A
poupança representa, desde há muitas décadas, uma das variáveis de maior
impacto nos modelos de crescimento económico, sendo vista, conforme sugere o
sistema de contabilidade nacional, como o valor disponível para financiar a
acumulação de capital, estabelecendo uma relação direta com o Investimento.
Contudo,
nos últimos anos, num processo designado de globalização financeira, esta
relação tem vindo a desaparecer, uma vez que foi permitido ao países
financiarem-se com maior facilidade nos mercados internacionais, aumentando
consideravelmente a sua dívida externa e o seu défice, tendência idêntica que é
evidenciada nos países em dificuldade.
Assim,
países como Portugal, em que a tendência decrescente da taxa de poupança foi
claramente esquecida e que atravessa agora dificuldades, o debate em torno da
poupança volta a fazer parte do quotidiano dos políticos e cidadãos em geral
quando a falta de financiamento surge, requerendo de novo o importante papel
desta variável.
Em
Portugal, desde o 25 de Abril, a poupança situou-se quase sempre abaixo dos 20%
do rendimento disponível. Para este valor alarmante contribuíram vários fatores
como o período de crescimento económico extraordinário que se verificou no
período após a adesão à CEE, com um clima externo favorável e com as
transferências comunitárias, além do importante facto de se ter alcançado
estabilidade nos agregados macroeconómicos após 1985, com a segunda intervenção
do FMI no nosso país. Além da adesão à CEE, podemos realçar também a queda das
taxas de juro e da inflação com o esforço para a execução dos critérios de
adesão à moeda única, e a liberalização do sistema financeiro que levantou o
sistema de limitação de crédito e reduziu a taxa de reservas obrigatórias,
facilitando assim o acesso ao crédito por parte das famílias e empresas, o que
engendrou o acréscimo do seu endividamento.
Toda
esta envolvente eufórica, com elevado crescimento económico e a integração
portuguesa na Comunidade Económica Europeia, provocou elevadas expectativas
junto das famílias, que aumentaram assim o seu consumo, desajustando o seu consumo
das suas possibilidades de produção, provocando uma queda da taxa de poupança
de 24% do rendimento disponível para apenas 10%, no período 1985-1990.
O
Estado assume, também, um papel importante nesta queda da importância da
poupança no nosso país, sobretudo quando vemos que desde o 25 de Abril a
poupança do Estado tem sido sempre negativa, ampliando o valor da dívida
pública. Com a redução das taxas de juro, verificadas aquando da adesão à moeda
única, o Estado português usufruiu dessa posição para se endividar no exterior.
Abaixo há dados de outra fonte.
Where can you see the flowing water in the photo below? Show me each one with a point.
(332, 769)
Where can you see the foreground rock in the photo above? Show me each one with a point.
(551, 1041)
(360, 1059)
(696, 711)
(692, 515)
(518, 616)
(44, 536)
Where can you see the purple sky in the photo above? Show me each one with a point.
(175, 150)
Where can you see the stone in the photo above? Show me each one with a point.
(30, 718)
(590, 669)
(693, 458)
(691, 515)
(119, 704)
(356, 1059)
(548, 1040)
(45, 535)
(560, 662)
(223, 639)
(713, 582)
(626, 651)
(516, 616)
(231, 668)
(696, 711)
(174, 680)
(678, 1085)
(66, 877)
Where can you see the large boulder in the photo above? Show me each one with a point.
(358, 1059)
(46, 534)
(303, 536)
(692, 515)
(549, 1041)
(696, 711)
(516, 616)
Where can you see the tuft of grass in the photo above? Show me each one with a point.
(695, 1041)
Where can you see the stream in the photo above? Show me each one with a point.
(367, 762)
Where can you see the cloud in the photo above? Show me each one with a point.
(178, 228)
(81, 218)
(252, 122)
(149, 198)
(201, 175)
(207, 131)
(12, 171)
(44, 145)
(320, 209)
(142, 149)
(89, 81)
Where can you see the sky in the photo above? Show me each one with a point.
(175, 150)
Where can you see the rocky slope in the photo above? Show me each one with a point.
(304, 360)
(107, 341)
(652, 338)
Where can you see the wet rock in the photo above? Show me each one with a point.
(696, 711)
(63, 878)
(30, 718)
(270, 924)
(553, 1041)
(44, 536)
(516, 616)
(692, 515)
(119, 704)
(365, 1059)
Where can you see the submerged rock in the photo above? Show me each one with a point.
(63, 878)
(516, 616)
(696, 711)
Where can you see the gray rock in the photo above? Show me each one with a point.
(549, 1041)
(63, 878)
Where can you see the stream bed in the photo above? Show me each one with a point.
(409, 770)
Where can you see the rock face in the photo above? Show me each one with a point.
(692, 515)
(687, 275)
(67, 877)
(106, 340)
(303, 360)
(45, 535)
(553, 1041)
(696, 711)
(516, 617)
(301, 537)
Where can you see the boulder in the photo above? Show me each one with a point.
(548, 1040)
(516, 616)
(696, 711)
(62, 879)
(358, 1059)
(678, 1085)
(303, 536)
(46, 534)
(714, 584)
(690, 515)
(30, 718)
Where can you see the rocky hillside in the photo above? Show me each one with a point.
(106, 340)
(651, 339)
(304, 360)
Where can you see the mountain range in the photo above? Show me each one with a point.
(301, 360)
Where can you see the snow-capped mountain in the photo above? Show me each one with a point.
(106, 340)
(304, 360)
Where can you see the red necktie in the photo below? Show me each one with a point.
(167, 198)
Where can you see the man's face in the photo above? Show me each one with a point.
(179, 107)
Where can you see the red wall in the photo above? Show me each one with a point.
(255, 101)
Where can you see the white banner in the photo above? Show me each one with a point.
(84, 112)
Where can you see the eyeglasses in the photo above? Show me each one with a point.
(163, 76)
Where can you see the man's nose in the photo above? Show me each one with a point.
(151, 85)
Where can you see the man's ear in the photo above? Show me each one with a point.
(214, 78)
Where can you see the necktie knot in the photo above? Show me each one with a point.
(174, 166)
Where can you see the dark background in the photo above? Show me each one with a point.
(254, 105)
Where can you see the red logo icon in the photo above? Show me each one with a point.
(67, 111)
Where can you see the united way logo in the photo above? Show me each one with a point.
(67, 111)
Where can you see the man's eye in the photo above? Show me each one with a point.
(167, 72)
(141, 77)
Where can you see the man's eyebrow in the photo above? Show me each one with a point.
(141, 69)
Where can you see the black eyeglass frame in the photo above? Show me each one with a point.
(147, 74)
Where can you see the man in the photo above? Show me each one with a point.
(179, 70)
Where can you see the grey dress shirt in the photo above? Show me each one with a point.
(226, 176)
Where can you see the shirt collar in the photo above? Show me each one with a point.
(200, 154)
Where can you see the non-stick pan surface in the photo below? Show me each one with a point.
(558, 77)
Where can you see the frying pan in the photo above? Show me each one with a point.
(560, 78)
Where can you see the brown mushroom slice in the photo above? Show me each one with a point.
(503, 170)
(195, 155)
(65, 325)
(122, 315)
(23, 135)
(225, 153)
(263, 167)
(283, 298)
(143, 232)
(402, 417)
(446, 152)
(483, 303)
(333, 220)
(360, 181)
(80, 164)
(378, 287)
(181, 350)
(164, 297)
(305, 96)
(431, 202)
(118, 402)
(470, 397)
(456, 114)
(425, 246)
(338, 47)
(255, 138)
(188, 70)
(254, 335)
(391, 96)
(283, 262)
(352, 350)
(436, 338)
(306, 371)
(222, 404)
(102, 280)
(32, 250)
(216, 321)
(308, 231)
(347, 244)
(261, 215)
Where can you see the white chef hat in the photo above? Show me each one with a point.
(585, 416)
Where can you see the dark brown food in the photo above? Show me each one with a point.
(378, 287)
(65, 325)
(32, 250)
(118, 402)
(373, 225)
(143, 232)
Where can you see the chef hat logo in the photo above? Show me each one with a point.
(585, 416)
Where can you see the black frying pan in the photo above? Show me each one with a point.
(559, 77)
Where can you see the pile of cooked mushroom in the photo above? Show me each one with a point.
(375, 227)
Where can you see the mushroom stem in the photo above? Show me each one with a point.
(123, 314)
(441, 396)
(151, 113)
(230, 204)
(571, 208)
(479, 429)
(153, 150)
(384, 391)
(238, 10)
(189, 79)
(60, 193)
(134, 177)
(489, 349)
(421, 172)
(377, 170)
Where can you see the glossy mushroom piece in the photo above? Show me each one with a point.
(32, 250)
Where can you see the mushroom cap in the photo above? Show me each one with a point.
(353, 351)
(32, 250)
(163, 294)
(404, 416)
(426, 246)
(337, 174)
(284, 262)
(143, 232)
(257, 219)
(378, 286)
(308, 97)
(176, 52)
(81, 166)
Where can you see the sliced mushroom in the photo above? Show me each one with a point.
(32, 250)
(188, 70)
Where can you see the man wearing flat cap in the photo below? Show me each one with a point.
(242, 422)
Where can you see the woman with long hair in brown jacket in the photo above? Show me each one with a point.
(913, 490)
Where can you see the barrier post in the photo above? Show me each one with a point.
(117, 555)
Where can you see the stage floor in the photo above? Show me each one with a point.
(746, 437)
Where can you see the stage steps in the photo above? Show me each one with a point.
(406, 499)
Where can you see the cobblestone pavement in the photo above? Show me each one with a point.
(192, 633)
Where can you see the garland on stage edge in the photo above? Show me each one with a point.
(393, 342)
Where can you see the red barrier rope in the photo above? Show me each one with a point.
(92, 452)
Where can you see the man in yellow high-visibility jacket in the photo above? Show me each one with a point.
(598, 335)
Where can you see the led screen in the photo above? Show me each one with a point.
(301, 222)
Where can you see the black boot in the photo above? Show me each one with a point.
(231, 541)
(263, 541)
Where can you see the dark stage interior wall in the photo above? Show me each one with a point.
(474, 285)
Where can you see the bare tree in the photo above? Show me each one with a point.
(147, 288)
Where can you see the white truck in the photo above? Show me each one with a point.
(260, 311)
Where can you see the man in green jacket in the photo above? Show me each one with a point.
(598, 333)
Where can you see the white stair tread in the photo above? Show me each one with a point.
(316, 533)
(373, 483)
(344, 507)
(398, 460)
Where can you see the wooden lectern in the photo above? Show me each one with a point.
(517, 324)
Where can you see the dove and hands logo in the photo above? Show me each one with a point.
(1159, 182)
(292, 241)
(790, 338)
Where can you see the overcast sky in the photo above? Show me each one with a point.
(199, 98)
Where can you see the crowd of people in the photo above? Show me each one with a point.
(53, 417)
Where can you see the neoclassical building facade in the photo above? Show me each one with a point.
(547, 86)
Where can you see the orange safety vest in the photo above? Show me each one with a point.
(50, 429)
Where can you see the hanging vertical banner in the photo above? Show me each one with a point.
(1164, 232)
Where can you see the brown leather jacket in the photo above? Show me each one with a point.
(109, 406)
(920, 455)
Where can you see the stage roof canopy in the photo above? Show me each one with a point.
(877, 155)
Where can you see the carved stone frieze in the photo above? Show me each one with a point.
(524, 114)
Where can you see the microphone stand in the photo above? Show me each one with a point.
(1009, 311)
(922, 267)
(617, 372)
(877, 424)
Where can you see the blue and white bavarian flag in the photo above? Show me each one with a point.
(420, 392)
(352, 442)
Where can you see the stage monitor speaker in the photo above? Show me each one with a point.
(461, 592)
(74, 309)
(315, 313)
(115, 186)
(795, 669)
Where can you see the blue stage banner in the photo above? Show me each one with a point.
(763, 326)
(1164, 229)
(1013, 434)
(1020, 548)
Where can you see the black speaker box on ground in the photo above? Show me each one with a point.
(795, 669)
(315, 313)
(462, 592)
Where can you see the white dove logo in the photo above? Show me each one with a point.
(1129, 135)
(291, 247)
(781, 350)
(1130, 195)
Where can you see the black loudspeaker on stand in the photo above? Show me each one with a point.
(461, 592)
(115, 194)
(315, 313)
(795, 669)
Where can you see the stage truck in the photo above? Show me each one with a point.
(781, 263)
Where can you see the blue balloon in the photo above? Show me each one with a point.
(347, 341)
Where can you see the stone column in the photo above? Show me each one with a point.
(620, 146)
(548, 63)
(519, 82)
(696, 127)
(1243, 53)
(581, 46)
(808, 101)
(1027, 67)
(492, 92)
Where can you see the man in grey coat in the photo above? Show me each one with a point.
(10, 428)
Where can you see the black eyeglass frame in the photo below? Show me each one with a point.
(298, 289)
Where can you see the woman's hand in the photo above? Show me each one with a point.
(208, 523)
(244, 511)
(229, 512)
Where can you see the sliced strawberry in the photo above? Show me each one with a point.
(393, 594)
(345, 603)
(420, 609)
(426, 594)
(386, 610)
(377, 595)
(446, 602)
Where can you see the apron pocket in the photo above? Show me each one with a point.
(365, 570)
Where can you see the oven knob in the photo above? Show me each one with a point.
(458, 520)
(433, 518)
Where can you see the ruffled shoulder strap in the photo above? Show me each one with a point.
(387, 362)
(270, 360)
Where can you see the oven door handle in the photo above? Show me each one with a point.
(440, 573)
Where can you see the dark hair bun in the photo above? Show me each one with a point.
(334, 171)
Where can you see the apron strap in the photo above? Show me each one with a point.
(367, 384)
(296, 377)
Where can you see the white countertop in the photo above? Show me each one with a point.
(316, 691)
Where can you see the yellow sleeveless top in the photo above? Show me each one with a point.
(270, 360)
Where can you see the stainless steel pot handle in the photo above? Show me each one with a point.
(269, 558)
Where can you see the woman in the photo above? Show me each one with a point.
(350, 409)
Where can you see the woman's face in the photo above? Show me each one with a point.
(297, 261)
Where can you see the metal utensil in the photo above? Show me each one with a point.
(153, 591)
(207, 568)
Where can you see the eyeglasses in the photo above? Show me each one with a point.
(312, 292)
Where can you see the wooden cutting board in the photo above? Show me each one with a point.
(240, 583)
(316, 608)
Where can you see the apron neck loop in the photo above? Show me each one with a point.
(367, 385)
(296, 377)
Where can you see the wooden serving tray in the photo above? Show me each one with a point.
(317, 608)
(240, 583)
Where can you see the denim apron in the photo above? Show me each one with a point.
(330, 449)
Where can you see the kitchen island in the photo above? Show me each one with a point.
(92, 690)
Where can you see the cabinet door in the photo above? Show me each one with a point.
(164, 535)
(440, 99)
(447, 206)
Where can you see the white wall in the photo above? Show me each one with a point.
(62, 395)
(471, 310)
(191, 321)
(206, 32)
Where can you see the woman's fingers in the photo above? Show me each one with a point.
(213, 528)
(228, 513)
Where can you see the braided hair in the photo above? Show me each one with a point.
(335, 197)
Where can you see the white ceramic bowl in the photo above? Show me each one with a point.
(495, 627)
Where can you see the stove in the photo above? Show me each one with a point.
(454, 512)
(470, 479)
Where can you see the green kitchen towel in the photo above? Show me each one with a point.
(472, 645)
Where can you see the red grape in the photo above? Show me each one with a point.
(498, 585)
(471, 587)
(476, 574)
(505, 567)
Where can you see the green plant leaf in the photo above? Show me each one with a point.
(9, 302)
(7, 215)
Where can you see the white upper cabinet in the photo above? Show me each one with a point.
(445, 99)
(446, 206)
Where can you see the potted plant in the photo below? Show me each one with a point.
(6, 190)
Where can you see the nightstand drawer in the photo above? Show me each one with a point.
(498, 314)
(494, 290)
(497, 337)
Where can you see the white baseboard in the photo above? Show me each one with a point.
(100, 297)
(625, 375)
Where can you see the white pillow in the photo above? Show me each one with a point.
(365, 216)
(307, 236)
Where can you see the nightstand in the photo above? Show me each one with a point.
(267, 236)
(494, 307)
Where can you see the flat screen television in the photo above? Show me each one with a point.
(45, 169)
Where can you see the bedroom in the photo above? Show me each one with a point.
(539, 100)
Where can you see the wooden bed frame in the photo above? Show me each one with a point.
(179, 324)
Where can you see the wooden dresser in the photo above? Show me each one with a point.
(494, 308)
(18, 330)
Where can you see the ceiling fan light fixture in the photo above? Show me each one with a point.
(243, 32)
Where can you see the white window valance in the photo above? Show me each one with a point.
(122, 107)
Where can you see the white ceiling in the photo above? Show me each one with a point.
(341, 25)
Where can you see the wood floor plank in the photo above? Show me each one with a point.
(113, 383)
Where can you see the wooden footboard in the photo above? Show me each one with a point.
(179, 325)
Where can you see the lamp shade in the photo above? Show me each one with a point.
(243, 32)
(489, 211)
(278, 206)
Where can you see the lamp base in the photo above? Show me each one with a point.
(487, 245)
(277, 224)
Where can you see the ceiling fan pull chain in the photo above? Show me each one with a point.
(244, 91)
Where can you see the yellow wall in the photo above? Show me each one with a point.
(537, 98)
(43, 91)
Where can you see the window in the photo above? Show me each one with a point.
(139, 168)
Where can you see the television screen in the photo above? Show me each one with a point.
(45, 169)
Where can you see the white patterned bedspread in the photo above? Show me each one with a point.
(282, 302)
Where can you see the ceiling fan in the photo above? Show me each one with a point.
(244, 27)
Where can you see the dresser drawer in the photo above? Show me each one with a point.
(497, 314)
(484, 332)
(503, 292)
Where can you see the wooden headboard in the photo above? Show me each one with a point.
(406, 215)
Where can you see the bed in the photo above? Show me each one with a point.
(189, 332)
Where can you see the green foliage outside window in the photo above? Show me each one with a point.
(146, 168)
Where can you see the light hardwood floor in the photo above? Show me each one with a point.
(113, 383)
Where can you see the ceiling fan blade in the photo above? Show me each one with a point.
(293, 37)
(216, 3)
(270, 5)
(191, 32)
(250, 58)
Deste modo, introduziu e financiou o Estado Social, que universalizou o acesso
à educação, à saúde e a garantia das pensões de reforma, reduzindo os
incentivos à poupança e aumentando a qualidade de vida dos cidadãos e, por sua
vez, o consumo.
Dada a
conjuntura atual, é difícil praticar políticas fiscais que incentivem a
poupança, pelo que a única maneira que o Estado tem para estimular a mesma é
ser ele mesmo a dar o exemplo, cortando na despesa. Deste modo, o Estado deve
suavizar o seu papel ubíquo e de elemento central na Economia do nosso país,
cortando nas PPP’s, transferências para pensões, despesas com pessoal, entre
outros.
No
futuro, há também que recuperar a importância da aquisição de instrumentos
financeiros, como ações, depósitos a prazo, fundos de investimento,
certificados de aforro e até dívida pública, de modo a reter as poupanças das
famílias, tornando os produtos mais eficientes e de conhecimento do público em geral,
o que ainda não acontece hoje em dia, uma vez que dados empíricos revelam que a
probabilidade de deter algum destes instrumentos aumenta com, por exemplo, o
nível de educação dos cidadãos. Para tal, o Estado deve incrementar
estabilidade e previsibilidade nas políticas de promoção da poupança (algo que
foi violado em 2006 e 2008, com a revisão das remunerações dos certificados de
aforro, aumentando a desconfiança dos cidadãos em relação às políticas do
Estado).
Finalizando, é de exaltar que a poupança é,
sem dúvida, uma variável com papel central que não pode voltar a ser esquecida,
sobretudo dada a situação de dívida externa que o país enfrenta e a
possibilidade de, no futuro, não termos as nossas reformas garantidas, devendo
o Estado ter um papel ativo na promoção da mesma.